Mrs SUDMALIS (Gilmore) (14:42): My question is to the Minister for the Environment and Energy. Will the minister update the House on the government's actions to create a stronger economy by putting downward pressure on power bills for hardworking Australian families and businesses since the 2017 budget? Is the minister aware of different policy approaches that may interfere with this?


Mr FRYDENBERG (KooyongMinister for the Environment and Energy) (14:42): I thank the member for Gilmore for her question. She knows what an incredible energy mess we inherited from those opposite. Power bills went up by more than 100 per cent when they were in office. In Labor's own words, network prices skyrocketed; retail prices soared. We were saddled with a $15-billion carbon tax, and Labor in government ignored the recommendations of the Independent Market Operator when it came to gas. No-one put it better than the member for Port Adelaide himself. In his book, Climate Wars, which you can find at a good remainders bookshop, he said that, when Labor was in office, when it came to climate and energy policy, they made mistakes—they were his words—and they sent mixed messages. He said the people of Australia were determined to see the back of the Labor Party. And this guy is now running for the presidency again!

When we came to office, we started to rein in the power of the networks. We abolished the limited merits review process, which, if Labor had done it previously, would've saved consumers $6½ billion. We ensured more gas could come into the domestic market rather than going for export, which the ACCC has reported has seen a fall by up to 50 per cent in the gas price. We got better deals for thousands of Australian families from their retailers, and we invested in storage, like Snowy 2.0, which will help provide a battery for the east coast of Australia, and the National Energy Guarantee, which for the first time will bring energy and climate policy together and has been warmly received by the big employers around the country as well as the energy retailers themselves.

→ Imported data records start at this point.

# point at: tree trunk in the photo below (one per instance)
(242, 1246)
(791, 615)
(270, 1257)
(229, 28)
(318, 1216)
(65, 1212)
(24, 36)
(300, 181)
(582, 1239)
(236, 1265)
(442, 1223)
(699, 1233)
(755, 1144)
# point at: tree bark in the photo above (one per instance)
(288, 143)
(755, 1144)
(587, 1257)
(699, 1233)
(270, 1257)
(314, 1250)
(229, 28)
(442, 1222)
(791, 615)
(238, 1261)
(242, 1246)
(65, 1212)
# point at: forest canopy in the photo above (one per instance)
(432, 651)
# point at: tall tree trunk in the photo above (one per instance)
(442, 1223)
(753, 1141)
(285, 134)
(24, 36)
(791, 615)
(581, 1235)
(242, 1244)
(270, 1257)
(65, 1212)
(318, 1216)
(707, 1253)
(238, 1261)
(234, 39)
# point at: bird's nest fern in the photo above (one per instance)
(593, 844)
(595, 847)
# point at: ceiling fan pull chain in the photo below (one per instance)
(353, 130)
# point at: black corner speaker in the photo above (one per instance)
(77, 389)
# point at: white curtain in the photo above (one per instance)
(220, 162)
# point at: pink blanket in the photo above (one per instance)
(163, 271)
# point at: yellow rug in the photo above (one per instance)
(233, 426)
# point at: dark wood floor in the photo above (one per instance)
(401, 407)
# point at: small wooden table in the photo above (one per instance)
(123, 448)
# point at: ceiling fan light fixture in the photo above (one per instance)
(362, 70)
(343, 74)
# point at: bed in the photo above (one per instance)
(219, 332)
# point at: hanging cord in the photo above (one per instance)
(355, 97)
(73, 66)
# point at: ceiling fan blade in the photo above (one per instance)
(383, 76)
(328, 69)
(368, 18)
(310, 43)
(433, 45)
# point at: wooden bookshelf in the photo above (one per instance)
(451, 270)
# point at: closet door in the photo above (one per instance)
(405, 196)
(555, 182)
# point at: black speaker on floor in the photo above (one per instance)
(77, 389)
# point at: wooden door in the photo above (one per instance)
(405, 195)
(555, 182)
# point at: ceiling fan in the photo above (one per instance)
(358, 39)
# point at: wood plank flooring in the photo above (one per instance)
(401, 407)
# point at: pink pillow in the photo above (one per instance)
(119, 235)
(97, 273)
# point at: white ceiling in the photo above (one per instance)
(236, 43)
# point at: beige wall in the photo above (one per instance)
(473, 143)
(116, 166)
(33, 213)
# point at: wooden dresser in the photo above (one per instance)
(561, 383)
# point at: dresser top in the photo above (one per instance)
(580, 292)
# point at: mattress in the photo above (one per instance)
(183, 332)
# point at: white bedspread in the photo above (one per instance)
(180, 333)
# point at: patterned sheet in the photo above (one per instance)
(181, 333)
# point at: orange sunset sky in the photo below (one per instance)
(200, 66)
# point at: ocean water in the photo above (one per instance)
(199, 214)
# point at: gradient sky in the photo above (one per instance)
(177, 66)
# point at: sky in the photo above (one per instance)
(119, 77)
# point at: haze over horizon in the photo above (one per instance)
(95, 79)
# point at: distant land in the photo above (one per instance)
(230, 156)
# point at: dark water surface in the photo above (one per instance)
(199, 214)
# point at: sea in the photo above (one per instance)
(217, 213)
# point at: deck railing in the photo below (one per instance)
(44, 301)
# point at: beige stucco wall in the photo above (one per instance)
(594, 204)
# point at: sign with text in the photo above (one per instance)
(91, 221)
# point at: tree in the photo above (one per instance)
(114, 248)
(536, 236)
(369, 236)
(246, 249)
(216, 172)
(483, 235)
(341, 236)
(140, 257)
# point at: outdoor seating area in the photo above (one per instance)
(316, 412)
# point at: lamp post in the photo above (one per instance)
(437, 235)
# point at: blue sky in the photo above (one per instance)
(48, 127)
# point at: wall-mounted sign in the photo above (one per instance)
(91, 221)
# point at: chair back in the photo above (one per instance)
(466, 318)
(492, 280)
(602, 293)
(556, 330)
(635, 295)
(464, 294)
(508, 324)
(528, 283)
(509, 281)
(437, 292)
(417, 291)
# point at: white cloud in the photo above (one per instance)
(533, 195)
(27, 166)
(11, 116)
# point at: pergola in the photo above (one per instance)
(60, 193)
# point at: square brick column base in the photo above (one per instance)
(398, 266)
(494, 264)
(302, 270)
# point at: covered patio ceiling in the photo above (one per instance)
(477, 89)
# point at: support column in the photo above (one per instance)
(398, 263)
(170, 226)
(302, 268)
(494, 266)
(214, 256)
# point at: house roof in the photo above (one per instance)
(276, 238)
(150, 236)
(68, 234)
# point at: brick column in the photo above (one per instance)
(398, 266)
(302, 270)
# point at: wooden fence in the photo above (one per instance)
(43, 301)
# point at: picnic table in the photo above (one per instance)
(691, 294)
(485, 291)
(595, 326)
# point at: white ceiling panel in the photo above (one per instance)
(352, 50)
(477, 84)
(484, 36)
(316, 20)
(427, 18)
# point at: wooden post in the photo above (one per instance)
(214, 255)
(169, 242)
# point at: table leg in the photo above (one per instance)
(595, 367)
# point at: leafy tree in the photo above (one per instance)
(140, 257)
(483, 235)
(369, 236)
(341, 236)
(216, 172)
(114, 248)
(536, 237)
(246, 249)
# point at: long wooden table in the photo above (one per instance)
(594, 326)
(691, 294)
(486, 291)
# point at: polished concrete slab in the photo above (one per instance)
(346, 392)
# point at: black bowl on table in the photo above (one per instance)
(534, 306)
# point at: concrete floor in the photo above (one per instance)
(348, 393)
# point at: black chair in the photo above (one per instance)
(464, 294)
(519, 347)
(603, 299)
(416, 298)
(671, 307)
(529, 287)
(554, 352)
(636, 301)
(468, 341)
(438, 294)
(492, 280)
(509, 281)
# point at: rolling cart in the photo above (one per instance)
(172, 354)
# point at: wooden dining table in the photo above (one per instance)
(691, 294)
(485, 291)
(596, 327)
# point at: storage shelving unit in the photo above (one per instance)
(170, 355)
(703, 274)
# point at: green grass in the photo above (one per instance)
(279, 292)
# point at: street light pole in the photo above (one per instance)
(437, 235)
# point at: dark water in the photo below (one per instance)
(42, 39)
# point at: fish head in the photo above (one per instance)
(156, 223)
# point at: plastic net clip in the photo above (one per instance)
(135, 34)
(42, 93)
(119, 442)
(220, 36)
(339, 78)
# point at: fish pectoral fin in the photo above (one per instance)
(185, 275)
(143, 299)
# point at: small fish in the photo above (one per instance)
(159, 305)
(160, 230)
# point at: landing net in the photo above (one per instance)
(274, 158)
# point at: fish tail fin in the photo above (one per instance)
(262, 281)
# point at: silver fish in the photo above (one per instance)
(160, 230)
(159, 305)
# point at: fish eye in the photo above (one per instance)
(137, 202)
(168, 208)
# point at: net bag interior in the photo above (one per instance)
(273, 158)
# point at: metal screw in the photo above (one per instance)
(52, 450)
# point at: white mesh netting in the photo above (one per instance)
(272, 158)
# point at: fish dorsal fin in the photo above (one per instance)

Now, what is the alternative to this? What is the Labor Party's approach? Well, firstly they're proposing a 50 per cent Renewable Energy Target, a 45 per cent emissions reduction target, which the business community says is 'risky and unnecessary'. And, when you talk about Labor's priorities going all wrong, there's no better example than their national platform. In this national platform they mention the term 'climate change' more than 90 times, but how many times is the term 'power prices' mentioned? Fifty times? Forty times? Thirty times? No. It is mentioned six times. So, 90-plus times for climate change and six times for energy prices. When Labor was last in office, power prices more than doubled. If Labor got another chance, it would happen again. Only the coalition will deliver reliable and affordable power.